The whole problem of definition of any kind must exercise all our minds. I read the other day about a new magazine launched in England called the Erotic Print Society Review.

More filth, you will surmise. Not so, according to the publishers. The masthead statement makes a fine distinction: "The definition of the erotic as opposed to the perverse: `erotic' is what you do with a feather, `perverse' involves the whole bird."

This should not stop anyone enjoying the Christmas turkey.

But perhaps following the annual report of the EU's Court of Auditors we should be less concerned about literacy than about numeracy. Leaving aside the billions of pounds in EU overpayments to European farmers and cereal growers who appear to have done their sums twice over, happily adding the results and multiplying by five, Irish accounting for structural funds came in for severe criticism from the Court of Auditors.

All kinds of black marks (detailed in Tuesday's paper) were placed against the Irish performance, which no doubt involved small armies of accountants and financial controllers toiling night and day. For example, in spending EU Social Fund money, the Government was not able to demonstrate to the court's satisfaction that it complied with the principle of "additionality", whereby EU cash is supposed to supplement member-state spending, rather than replace it.

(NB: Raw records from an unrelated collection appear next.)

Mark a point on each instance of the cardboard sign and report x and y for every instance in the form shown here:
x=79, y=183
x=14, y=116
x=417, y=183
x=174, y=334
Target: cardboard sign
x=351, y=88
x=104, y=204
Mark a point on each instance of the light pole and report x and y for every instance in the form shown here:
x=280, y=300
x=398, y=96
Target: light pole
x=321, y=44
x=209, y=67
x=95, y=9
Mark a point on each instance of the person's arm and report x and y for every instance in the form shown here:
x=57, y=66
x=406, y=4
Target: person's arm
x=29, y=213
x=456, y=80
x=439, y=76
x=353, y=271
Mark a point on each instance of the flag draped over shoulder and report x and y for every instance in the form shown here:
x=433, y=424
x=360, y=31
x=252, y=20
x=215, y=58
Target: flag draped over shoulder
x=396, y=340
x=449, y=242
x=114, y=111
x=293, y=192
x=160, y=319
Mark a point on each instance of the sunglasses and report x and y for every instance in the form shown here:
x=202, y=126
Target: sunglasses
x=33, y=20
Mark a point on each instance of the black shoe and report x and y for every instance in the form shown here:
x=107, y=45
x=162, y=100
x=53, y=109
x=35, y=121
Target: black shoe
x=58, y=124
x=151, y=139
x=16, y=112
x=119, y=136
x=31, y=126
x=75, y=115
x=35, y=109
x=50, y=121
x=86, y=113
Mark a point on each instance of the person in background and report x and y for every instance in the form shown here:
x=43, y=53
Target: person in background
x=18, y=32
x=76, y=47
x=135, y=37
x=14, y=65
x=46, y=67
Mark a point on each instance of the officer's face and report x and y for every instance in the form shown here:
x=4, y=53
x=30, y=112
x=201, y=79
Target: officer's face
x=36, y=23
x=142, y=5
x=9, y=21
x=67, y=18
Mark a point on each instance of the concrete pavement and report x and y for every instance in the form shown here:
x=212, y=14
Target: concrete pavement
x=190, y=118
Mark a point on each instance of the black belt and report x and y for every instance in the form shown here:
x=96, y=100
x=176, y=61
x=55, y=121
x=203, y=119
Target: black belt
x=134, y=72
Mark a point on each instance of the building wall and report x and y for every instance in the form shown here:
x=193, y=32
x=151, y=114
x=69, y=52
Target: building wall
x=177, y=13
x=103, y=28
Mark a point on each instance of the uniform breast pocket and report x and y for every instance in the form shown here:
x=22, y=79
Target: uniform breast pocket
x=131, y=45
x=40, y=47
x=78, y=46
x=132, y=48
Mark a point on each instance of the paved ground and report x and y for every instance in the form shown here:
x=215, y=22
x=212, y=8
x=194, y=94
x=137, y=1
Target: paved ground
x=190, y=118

However, since the accounting mess appear to have benefited this country substantially in money terms (and what other terms matter?), and since the EU Court of Auditors accepts assertions even though they are not "demonstrated to its satisfaction", and its idea of punishment appears to be a light slap on the wrist accompanied by a "naughty, naughty" admonishment; then perhaps we need not be too fussy about accounting deficiencies and all those dreary time-consuming cross-check systems. Mild public embarrassment is surely a small price to pay for financial advantage.